Thursday, January 14, 2016

The Outsider: My Life in Intrigue

No one will ever accuse Frederick Forsyth of not having lived life to its fullest.  Forsyth, now in his eighth decade, seems to have been predisposed to live an extraordinarily adventurous life almost from the beginning and he, in fact, managed to become one of the youngest young men ever to earn his wings from the RAF.  But that was just the beginning for the man who would ultimately gain great fame as author of international bestsellers such as The Day of the Jackal, The Dogs of War, and The Odessa File.

Surprisingly, Forsyth only turned to writing fiction in desperation when he could think of no other way to earn enough money to tide him over between jobs.  He was then thirty-one years old, and although he had no idea how the publishing world worked, he hoped to earn enough money to pay off his debts before getting on with the rest of his life.  Forsyth, though, was no ordinary thirty-one-year-old.  Fresh off a journalism job that saw him posted to Paris and Berlin, and which included assignments to the troubled heart of deepest Africa, the author already had the makings in his head of the early books that would make his fame.  Thus were born the well-researched and realistic novels previously mentioned.  Forsyth would, of course, probably have been long remembered if he had quit right there, but he has an additional ten novels to his credit.

Author Frederick Forsyth
What makes Forsyth different is how closely he personally experienced so much of what he writes and used those experiences in fictionalized form to allow the rest of us understand and experience the world he knows so intimately.  A recounting of those experiences comprises about the first third of The Outsider, and it is not until approximately page 250 of this 352-page memoir that Frederick Forsyth, novelist, makes his first appearance.  But readers who are most interested in this phase of Forsyth's life will find it to have been well worth the wait because his stories about how the books were constructed and sold are at times almost as adventurous as some of Forsyth's earlier tales.

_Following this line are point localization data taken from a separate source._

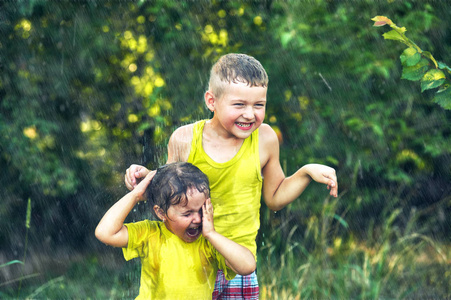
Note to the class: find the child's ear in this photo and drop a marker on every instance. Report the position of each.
(210, 100)
(159, 212)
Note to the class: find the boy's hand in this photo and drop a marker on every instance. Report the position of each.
(207, 218)
(140, 189)
(324, 174)
(133, 175)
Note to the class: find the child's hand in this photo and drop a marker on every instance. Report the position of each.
(207, 218)
(133, 175)
(140, 189)
(326, 175)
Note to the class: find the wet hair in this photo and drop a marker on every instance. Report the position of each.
(236, 67)
(171, 183)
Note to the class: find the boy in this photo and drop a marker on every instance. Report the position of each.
(180, 256)
(236, 150)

The Outsider, because it conforms to neither the common pattern for memoir nor for biography, can be a little jarring at times.  It's sixty segments more like the kind of after dinner talk that a fellow diner might expect from someone with Forsyth's experiences.  The segments are relatively short and are laid out in just that kind of straightforward way, with supporting characters seldom fleshed out in a manner that would make them especially real or memorable.  The chapters do seem to follow each other in more or less chronological order, but the book does not refer to dates often enough to make the time-gaps between stories entirely clear to the reader. That, however, is a small criticism and a small price to pay for getting to know a man like Frederick Forsyth better.  The timing of The Outsider is perfect, and Forsyth's fans are sure to appreciate it.